Continuous Optimisation HT26, Quasi-Newton methods


Flashcards

@State an expression for approximating the Hessian from $n +1$ gradient evaluations.

You can determine the $i$th column via the approximation

\[[\nabla^2 f(x)]e^i \approx \frac 1 h \left[ \nabla f(x + he^i) - \nabla f(x) \right]\]

One way to approximate the Hessian via $n+1$ gradient evaluations is to do the following for each column:

\[[\nabla^2 f(x)]e^i \approx \frac 1 h \left[ \nabla f(x + he^i) - \nabla f(x) \right]\]

What is the problem with making $h$ too large or too small?

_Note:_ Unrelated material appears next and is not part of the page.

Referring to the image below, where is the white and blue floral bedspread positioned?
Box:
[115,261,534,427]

  • If $h$ is too large, you have inaccurate approximations
  • If $h$ is too small, you have numerical cancellation errors

In Newton’s method for optimisation, we require the Hessian $\nabla^2 f$. What is the idea behind secant approximations for computing $B^k \approx \nabla^2 f(x^k)$, and what are some things we should require about this matrix?

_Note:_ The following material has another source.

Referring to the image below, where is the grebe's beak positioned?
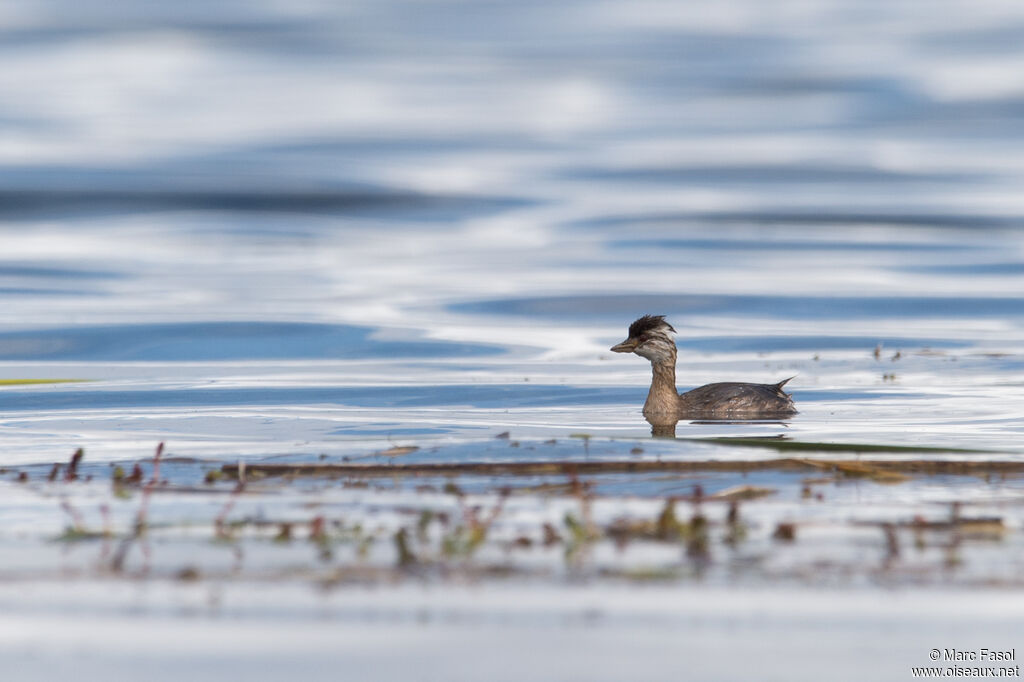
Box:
[610,339,640,353]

At the start of line search, choose some $B^0$ (e.g. $I$). After computing $s^k = -(B^k)^{-1} \nabla f(x^k)$ and $x^{k+1} = x^k + \alpha^k s^k$, compute an update $B^{k+1}$ of $B^k$ in terms of already computed quantities $\nabla f(x^{k+1})$, $\nabla f(x^k)$, $\nabla f(x^0)$, etc.

We would like:

  • $B^{k+1}$ should be symmetric, nonsingular and positive definite
  • $B^{k+1}$ should be close to $B^k$
  • $B^{k+1}$ should be cheap to compute
  • $B^k \to \nabla^2 f(x^k)$

In Newton’s method for optimisation, we require the Hessian $\nabla^2 f$. In quasi-Newton methods, we approximate $\nabla^2 f$ by some other matrix $B^k$. In this context, @state the secant equation.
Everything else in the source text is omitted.